= Dual-sector education =

Tertiary education system with vocational and higher components

Dual-sector education is a system of tertiary education that includes substantial amounts of both vocational (skills-based) and higher (academic-based) education in the same institution.

It differs from, and/or can also encompass, the similarly termed dual education system – which combines both vocational education within a school and an apprenticeship within a workplace. For instance, Australia's Centralian College offers dual-sector education to students in years 11 and 12 as well as post-school vocational education and training students.

Moodie distinguishes between single-sector institutions which offer 97 per cent of their teaching in one sector, mixed sector institutions which teach from 3 to 20 per cent of their students in their smaller sector, and dual-sector institutions which have substantial (greater than 20 per cent of their load) in each of vocational and higher education. For some institutions, dual-sector education, could include practical traineeship such as educational internship, field experience, and a pre-graduation internship.

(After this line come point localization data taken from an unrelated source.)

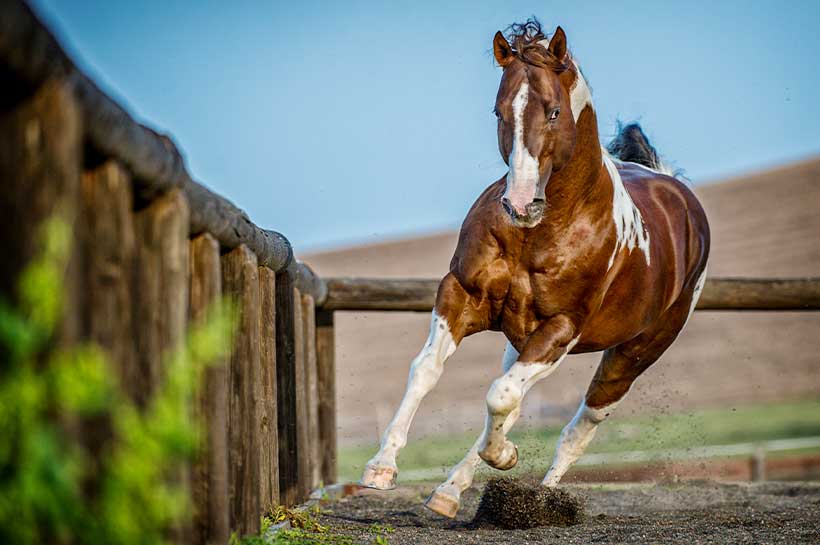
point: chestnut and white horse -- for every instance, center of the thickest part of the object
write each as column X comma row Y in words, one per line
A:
column 576, row 249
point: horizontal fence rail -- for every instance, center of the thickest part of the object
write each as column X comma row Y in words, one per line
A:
column 32, row 53
column 718, row 294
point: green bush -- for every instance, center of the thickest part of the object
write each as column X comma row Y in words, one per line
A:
column 53, row 488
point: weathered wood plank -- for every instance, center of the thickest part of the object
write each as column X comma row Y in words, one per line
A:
column 33, row 56
column 240, row 280
column 209, row 483
column 326, row 388
column 760, row 294
column 109, row 249
column 380, row 294
column 718, row 294
column 286, row 389
column 311, row 390
column 267, row 417
column 40, row 164
column 160, row 287
column 302, row 411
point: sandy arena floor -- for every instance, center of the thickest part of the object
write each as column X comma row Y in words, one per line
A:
column 691, row 513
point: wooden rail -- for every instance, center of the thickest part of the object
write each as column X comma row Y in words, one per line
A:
column 153, row 248
column 718, row 294
column 33, row 55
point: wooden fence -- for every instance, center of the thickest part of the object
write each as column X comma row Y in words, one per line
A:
column 153, row 248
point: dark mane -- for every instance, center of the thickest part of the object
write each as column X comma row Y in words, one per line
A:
column 524, row 38
column 632, row 145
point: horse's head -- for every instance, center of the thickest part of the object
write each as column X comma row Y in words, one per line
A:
column 536, row 125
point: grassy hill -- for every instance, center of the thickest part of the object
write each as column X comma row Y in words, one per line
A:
column 763, row 224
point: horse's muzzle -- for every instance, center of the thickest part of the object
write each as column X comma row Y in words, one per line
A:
column 533, row 215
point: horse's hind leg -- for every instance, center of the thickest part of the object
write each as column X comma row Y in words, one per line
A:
column 446, row 498
column 619, row 368
column 446, row 331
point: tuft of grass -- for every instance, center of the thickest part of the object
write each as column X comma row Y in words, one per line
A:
column 694, row 428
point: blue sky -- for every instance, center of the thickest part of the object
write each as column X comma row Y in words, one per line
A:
column 339, row 123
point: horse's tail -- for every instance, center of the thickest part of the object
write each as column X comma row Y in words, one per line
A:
column 631, row 145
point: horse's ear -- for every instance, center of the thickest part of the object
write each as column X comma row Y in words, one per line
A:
column 502, row 49
column 558, row 44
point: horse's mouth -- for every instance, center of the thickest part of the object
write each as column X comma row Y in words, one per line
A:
column 534, row 214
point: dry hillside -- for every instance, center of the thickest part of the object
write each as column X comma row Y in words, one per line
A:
column 764, row 224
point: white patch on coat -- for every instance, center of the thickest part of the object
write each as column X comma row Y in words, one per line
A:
column 523, row 178
column 696, row 294
column 510, row 357
column 507, row 391
column 629, row 227
column 425, row 372
column 574, row 440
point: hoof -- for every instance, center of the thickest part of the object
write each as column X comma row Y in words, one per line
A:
column 506, row 460
column 443, row 503
column 379, row 477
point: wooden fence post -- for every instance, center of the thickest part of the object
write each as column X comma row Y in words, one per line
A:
column 109, row 255
column 240, row 280
column 209, row 484
column 302, row 418
column 267, row 419
column 161, row 287
column 286, row 389
column 326, row 387
column 311, row 390
column 40, row 163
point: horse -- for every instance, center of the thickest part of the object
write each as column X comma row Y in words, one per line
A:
column 578, row 248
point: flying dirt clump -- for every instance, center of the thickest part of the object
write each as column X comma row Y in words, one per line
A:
column 511, row 504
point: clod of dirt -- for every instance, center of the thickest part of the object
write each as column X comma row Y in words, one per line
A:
column 511, row 504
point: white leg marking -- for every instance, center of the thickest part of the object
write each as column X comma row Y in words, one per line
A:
column 574, row 440
column 523, row 178
column 505, row 396
column 424, row 374
column 461, row 476
column 629, row 228
column 696, row 294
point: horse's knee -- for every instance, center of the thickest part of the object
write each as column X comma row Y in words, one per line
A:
column 504, row 396
column 606, row 392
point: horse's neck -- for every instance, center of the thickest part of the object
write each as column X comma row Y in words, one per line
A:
column 583, row 180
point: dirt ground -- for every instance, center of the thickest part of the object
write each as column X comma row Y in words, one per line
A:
column 693, row 512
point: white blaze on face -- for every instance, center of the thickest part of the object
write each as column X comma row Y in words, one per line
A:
column 629, row 228
column 523, row 178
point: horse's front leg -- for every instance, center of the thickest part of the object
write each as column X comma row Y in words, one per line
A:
column 541, row 354
column 452, row 320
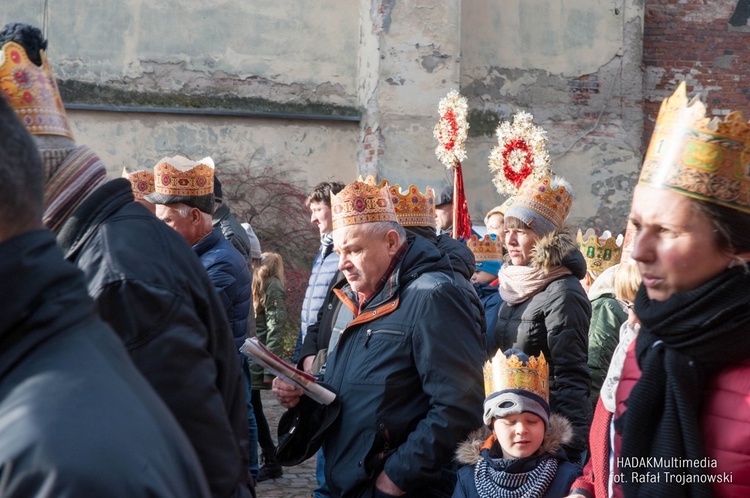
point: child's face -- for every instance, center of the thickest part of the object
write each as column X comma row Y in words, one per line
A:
column 519, row 435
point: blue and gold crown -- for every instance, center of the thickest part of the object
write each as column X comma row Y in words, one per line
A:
column 501, row 373
column 32, row 92
column 703, row 158
column 602, row 252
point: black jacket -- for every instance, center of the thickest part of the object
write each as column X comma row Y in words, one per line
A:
column 149, row 285
column 555, row 321
column 76, row 418
column 408, row 370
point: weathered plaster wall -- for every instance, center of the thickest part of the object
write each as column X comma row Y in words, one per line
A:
column 409, row 54
column 575, row 66
column 305, row 149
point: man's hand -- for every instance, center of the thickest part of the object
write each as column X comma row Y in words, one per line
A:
column 286, row 394
column 384, row 484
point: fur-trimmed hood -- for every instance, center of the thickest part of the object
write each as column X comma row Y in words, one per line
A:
column 560, row 432
column 558, row 248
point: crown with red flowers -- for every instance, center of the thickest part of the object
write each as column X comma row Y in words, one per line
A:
column 520, row 155
column 703, row 158
column 510, row 372
column 141, row 181
column 32, row 92
column 602, row 252
column 360, row 203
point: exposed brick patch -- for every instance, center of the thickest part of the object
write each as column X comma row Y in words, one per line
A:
column 693, row 40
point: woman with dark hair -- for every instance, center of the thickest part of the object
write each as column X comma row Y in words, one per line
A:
column 545, row 308
column 682, row 416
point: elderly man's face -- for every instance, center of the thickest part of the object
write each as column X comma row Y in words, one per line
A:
column 174, row 218
column 444, row 216
column 364, row 257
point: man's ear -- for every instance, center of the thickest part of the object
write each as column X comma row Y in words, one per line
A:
column 392, row 238
column 196, row 216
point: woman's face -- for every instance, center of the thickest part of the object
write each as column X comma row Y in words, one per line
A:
column 520, row 243
column 675, row 247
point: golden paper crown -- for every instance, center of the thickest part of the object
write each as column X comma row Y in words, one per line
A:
column 512, row 373
column 32, row 92
column 141, row 181
column 629, row 243
column 413, row 209
column 179, row 176
column 548, row 197
column 699, row 157
column 602, row 252
column 360, row 203
column 485, row 249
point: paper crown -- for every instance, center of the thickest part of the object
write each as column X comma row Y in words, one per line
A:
column 542, row 204
column 520, row 155
column 141, row 181
column 180, row 176
column 628, row 243
column 413, row 209
column 485, row 249
column 360, row 203
column 32, row 92
column 699, row 157
column 503, row 372
column 602, row 252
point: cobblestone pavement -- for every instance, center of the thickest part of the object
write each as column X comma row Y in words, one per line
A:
column 297, row 482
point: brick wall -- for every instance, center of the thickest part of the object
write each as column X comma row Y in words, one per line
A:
column 693, row 40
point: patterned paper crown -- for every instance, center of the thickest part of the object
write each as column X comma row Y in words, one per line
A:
column 485, row 249
column 141, row 181
column 542, row 204
column 32, row 92
column 179, row 176
column 629, row 243
column 602, row 252
column 699, row 157
column 360, row 203
column 413, row 209
column 521, row 154
column 512, row 373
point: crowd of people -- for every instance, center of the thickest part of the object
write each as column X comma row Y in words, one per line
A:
column 525, row 362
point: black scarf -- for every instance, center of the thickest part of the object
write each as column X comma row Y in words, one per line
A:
column 683, row 343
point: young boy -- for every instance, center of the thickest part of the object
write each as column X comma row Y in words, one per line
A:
column 519, row 451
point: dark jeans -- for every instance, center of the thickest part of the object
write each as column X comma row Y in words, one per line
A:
column 264, row 432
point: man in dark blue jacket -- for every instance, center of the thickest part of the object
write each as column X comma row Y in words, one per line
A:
column 76, row 417
column 408, row 365
column 165, row 318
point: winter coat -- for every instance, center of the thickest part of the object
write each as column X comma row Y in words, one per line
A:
column 234, row 233
column 410, row 386
column 151, row 289
column 471, row 451
column 555, row 321
column 227, row 270
column 607, row 316
column 76, row 417
column 491, row 301
column 323, row 271
column 269, row 324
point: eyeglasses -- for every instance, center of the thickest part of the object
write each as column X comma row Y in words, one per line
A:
column 627, row 305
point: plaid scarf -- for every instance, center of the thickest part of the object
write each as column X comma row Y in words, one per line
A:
column 79, row 174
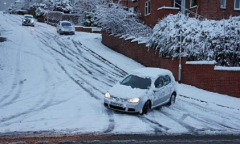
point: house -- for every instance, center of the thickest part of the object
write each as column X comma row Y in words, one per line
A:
column 131, row 5
column 154, row 10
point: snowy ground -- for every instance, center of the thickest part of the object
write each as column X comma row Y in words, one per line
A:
column 57, row 83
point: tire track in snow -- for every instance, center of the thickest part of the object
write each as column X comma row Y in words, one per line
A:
column 158, row 128
column 207, row 120
column 110, row 115
column 16, row 80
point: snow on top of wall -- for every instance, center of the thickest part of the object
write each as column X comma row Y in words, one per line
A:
column 130, row 37
column 140, row 40
column 201, row 62
column 164, row 7
column 221, row 68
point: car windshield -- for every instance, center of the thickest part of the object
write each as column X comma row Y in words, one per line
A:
column 28, row 17
column 66, row 24
column 137, row 82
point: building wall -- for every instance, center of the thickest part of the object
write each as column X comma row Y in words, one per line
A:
column 211, row 9
column 201, row 76
column 206, row 8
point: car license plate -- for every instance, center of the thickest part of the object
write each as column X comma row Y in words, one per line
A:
column 116, row 104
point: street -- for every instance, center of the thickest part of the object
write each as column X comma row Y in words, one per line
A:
column 55, row 85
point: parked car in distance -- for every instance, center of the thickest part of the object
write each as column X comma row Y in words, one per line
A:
column 28, row 20
column 142, row 90
column 65, row 27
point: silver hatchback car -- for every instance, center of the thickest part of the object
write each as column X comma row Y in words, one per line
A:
column 28, row 20
column 65, row 27
column 142, row 90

Dual-sector education is offered in the so-called dual-sector institutions, which define it as "further" (post-school, but not necessarily higher level) as well as "higher" education. In Australia, these institutions note markedly different proportions of domestic students to bachelor programmes on the basis of previous studies in vocational education and training. Dual-sector education is offered by colleges and universities worldwide, mostly in Australia, Austria, Germany, Ireland, New Zealand, Switzerland, and the United Kingdom.

In the United States, the concept of dual-sector education is unheard of and unknown, especially at the higher levels of tertiary education (i.e., four-year universities awarding bachelor's degrees, master's degrees, and doctorates). Many two-year community colleges offer vocational education programs leading to certificates or associate's degrees, but the traditional American position is that research universities and vocational education are inherently incompatible and cannot function as part of the same educational institution. For example, under its prior identity as a state normal school and then a state college, the University of California, Santa Barbara historically offered one of the finest industrial arts programs in the United States. It was forced to dismantle that program upon its conversion to a research university, because certain members of the Regents of the University of California regarded "shop work" as an "insult to the university".

In Canada, Thompson Rivers University describes itself as a dual sector research university which combines academic education with applied, skills-based learning within a single institution.